Abstract
Seriously flawed and even fictional models of biomolecular crystal structures, although rare, still persist in the record of structural repositories and databases. The ensuing problems of database contamination and persistence of publications based on incorrect structure models must be effectively addressed. The burden cannot be simply left to the critical voices who take the effort to contribute dissenting comments that are mostly ignored. The entire structural biology community, and particularly the journal editors who exercise significant power in this respect, must engage in a constructive dialogue lest structural biology lose its credibility as an evidence-based empirical science.
Keywords: biomolecular crystallography, X-ray crystal structure models, structural data bases, data base integrity, error correction
Graphical Abstract
Flawed crystal structure models polluting structural repositories provide convincing examples of systemic problems affecting the entire biomedical research community and establish a timely starting point for an overdue discussion of research integrity. The burden of correcting the scientific record cannot be simply left to critical voices who take the effort to craft dissenting comments that are mostly ignored.

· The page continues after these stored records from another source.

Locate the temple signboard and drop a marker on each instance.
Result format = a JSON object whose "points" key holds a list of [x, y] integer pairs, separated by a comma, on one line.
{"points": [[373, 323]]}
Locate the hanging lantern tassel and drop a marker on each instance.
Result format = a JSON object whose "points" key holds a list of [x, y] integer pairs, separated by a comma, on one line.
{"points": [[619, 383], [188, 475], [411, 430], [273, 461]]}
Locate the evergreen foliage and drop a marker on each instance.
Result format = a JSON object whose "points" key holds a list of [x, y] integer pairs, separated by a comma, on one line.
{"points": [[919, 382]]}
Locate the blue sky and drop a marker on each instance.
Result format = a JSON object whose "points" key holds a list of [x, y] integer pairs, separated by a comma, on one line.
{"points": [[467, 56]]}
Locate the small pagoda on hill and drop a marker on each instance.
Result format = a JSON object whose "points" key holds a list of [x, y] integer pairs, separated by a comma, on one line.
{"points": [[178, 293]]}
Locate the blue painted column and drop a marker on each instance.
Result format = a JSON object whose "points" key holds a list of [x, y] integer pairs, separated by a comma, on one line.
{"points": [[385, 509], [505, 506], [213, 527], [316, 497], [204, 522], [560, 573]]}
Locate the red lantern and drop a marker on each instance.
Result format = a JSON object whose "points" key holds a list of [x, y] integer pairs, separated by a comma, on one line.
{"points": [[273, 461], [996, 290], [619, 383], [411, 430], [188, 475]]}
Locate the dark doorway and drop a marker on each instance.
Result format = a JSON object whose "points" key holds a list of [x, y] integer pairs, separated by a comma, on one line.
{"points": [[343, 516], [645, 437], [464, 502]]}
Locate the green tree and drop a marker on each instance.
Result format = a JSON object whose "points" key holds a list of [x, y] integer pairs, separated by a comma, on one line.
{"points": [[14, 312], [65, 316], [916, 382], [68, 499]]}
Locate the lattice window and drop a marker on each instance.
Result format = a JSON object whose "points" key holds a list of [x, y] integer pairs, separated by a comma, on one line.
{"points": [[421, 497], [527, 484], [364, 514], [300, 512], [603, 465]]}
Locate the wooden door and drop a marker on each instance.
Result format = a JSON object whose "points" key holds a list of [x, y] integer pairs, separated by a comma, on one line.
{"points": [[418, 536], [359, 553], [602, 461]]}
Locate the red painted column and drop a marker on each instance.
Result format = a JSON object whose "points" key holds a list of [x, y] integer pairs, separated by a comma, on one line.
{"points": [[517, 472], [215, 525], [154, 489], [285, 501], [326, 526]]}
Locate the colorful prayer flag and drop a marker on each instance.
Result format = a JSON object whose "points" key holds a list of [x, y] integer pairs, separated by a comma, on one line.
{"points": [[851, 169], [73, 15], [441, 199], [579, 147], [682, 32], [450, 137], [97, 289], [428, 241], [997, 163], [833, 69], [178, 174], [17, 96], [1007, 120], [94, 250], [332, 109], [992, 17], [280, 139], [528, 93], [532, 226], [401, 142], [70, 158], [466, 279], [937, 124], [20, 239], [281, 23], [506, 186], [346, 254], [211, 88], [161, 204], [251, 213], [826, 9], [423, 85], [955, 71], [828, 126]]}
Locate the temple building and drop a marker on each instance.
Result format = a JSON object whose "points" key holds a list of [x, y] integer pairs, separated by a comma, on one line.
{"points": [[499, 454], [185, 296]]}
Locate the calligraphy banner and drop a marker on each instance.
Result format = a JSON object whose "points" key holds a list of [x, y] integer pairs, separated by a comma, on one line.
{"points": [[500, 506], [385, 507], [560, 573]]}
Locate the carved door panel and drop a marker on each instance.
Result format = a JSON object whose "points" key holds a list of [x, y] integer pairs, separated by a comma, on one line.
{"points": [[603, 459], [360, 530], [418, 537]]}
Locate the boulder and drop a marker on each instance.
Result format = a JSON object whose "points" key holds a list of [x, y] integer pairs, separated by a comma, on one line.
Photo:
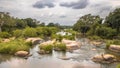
{"points": [[104, 58], [71, 45], [96, 43], [34, 40], [115, 48], [21, 53]]}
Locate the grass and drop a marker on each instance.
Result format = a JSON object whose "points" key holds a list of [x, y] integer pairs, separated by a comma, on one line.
{"points": [[47, 48], [60, 46], [14, 46]]}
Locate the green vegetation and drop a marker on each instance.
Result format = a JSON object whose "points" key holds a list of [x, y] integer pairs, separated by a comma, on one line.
{"points": [[30, 32], [118, 66], [14, 46], [59, 46]]}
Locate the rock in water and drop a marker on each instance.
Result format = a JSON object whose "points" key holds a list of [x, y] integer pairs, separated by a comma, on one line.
{"points": [[104, 58], [115, 48], [21, 53], [34, 40]]}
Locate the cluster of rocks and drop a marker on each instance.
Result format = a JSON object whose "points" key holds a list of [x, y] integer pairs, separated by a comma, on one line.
{"points": [[34, 40], [115, 48], [71, 45], [104, 58]]}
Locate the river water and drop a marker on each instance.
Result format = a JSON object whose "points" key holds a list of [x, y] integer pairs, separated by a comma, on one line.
{"points": [[80, 58]]}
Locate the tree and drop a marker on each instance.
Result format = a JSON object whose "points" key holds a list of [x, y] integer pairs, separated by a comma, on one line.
{"points": [[51, 24], [85, 22], [113, 20]]}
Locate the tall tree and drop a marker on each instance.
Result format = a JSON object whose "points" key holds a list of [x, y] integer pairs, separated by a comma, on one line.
{"points": [[85, 22], [113, 20]]}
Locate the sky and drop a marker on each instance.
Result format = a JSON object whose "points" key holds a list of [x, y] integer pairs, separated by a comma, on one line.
{"points": [[64, 12]]}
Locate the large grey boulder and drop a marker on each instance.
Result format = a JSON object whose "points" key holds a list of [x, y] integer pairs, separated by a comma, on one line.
{"points": [[115, 48], [104, 58]]}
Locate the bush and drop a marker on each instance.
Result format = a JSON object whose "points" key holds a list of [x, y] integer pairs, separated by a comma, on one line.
{"points": [[94, 37], [30, 32], [60, 46], [14, 46], [47, 48], [118, 66], [17, 33], [4, 35]]}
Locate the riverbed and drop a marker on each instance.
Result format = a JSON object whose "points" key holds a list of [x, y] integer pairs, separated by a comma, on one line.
{"points": [[80, 58]]}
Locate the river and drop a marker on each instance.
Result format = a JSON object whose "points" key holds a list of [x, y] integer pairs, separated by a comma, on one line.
{"points": [[80, 58]]}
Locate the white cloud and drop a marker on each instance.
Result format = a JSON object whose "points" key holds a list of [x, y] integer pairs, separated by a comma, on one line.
{"points": [[57, 14]]}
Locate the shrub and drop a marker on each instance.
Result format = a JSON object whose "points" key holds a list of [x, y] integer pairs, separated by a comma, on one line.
{"points": [[30, 32], [60, 46], [17, 33], [94, 37], [47, 48], [4, 35]]}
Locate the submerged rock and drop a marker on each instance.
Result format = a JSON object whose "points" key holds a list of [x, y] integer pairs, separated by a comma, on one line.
{"points": [[21, 53], [34, 40], [115, 48], [104, 58], [96, 43], [71, 45], [64, 58]]}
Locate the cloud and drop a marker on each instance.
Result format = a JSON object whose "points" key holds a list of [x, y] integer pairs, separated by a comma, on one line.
{"points": [[43, 4], [76, 5]]}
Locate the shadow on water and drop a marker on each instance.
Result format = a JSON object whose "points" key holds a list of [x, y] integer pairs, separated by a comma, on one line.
{"points": [[80, 58]]}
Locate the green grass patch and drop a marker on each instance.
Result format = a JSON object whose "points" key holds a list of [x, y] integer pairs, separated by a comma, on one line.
{"points": [[14, 46]]}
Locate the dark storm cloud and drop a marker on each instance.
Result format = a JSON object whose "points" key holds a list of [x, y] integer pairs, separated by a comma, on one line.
{"points": [[43, 4], [76, 5], [62, 16]]}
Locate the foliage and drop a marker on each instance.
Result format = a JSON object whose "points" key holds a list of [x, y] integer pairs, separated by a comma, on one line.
{"points": [[113, 20], [46, 48], [14, 46], [85, 22], [30, 32], [4, 35], [118, 66]]}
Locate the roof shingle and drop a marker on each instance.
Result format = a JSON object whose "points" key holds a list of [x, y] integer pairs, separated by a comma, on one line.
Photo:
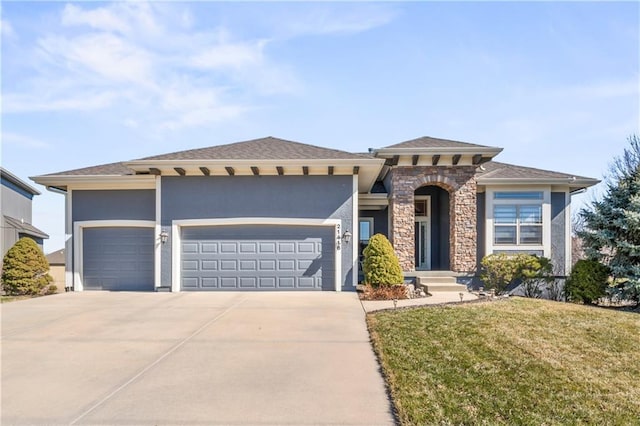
{"points": [[268, 148], [497, 170], [429, 142]]}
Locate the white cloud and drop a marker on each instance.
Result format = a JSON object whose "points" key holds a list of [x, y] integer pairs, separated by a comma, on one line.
{"points": [[146, 60], [34, 102], [100, 18], [23, 141], [102, 54], [229, 55], [340, 20]]}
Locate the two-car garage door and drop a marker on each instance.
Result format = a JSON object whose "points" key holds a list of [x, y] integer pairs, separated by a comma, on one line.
{"points": [[257, 257]]}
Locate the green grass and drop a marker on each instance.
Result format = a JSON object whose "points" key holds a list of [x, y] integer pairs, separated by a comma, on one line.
{"points": [[5, 299], [518, 361]]}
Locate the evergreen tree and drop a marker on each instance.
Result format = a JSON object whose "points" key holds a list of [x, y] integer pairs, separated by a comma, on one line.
{"points": [[611, 226], [25, 270]]}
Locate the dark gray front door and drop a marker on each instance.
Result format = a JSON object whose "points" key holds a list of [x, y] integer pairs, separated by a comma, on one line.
{"points": [[118, 259], [257, 257]]}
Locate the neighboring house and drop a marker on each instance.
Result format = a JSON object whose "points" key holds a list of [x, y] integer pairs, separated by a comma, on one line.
{"points": [[57, 269], [270, 214], [15, 211]]}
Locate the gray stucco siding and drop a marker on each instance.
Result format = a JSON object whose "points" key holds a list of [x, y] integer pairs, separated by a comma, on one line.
{"points": [[128, 204], [559, 204], [299, 197]]}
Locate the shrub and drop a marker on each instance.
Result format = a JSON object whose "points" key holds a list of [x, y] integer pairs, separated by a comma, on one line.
{"points": [[498, 271], [533, 271], [381, 265], [385, 292], [25, 270], [502, 270], [587, 281]]}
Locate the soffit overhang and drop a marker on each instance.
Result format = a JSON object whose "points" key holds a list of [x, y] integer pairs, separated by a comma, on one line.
{"points": [[437, 156], [367, 169], [572, 183]]}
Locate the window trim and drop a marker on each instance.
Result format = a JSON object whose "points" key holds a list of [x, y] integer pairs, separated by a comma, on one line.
{"points": [[518, 224], [491, 202]]}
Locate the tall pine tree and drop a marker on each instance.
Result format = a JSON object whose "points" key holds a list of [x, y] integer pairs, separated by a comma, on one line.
{"points": [[611, 226]]}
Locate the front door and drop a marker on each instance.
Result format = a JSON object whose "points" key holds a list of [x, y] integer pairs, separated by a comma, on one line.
{"points": [[423, 248], [423, 233]]}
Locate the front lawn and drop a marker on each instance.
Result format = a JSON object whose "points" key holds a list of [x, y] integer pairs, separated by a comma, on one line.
{"points": [[517, 361]]}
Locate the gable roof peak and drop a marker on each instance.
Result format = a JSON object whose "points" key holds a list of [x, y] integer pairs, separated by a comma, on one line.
{"points": [[431, 142]]}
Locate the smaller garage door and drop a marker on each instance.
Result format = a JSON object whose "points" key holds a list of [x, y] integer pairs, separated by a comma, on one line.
{"points": [[258, 257], [118, 259]]}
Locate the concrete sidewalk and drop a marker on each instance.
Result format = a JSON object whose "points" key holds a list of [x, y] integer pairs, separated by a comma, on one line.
{"points": [[187, 358], [436, 298]]}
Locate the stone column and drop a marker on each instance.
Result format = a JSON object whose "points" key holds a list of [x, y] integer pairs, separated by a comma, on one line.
{"points": [[402, 211], [463, 231]]}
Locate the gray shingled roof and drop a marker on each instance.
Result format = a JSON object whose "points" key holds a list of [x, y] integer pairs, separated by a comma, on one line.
{"points": [[429, 142], [117, 169], [268, 148], [6, 174], [24, 227], [56, 258], [497, 170]]}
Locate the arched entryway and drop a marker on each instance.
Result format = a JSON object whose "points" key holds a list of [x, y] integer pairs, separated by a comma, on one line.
{"points": [[432, 228], [408, 184]]}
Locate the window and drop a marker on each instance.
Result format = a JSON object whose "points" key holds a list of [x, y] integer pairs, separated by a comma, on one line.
{"points": [[517, 223], [523, 195]]}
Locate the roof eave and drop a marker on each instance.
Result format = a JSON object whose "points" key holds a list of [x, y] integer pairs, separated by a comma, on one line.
{"points": [[18, 182], [485, 151], [55, 183], [143, 165], [571, 182]]}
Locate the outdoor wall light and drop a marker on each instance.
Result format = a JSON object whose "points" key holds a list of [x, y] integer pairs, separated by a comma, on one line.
{"points": [[346, 237]]}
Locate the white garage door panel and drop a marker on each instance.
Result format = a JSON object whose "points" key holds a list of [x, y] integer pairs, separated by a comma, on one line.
{"points": [[257, 258]]}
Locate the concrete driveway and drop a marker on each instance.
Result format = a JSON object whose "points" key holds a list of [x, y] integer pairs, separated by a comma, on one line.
{"points": [[190, 358]]}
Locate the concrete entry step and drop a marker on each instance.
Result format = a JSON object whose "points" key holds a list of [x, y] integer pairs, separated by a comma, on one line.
{"points": [[432, 281]]}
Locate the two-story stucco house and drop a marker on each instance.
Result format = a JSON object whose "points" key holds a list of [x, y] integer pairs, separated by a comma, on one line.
{"points": [[271, 214], [16, 211]]}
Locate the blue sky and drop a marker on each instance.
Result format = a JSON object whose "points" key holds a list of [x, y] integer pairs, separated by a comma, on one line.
{"points": [[556, 84]]}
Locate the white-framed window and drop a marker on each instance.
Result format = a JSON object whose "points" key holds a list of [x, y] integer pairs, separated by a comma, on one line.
{"points": [[517, 218]]}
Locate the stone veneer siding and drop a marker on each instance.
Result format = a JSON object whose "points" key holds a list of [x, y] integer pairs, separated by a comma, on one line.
{"points": [[460, 182]]}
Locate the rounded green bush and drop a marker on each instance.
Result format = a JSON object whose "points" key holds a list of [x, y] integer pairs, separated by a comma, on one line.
{"points": [[381, 265], [25, 270], [587, 281]]}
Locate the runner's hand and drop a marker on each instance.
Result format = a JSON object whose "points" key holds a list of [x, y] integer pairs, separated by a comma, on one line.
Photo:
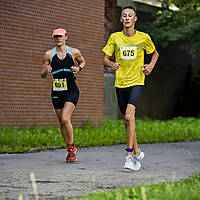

Falsehood flies, and truth comes limping after it, so that when men come to be undeceived, it is too late; the jest is over, and the tale hath had its effect.
— Jonathan Swift (1667–1745)
1. When one bad apple spoils the barrel
Readers of publications based on the analysis of macromolecular structures can rightfully expect that the accompanying structural models, deposited in the Protein Data Bank (PDB; [1]), are properly built and refined. Macromolecular crystallographers have been at the forefront of establishing standards for data and model deposition, and most leading journals have followed the ethics standards of the community by requesting mandatory deposition of model coordinates and, more recently, of the diffraction data. While the path from raw diffraction data to processed structure factors, as currently deposited, and from there to the resulting electron density reconstruction, is of respectable mathematical objectivity, the interpretation of this experimental electron density in terms of an atomic model allows for significant individual freedom, inversely proportional to the quality of the experiment and to the competence of the interpreter. As a result, the expectation that a model should accurately reflect the underlying evidence in the form of electron density is, on occasion, spectacularly betrayed for a variety of reasons.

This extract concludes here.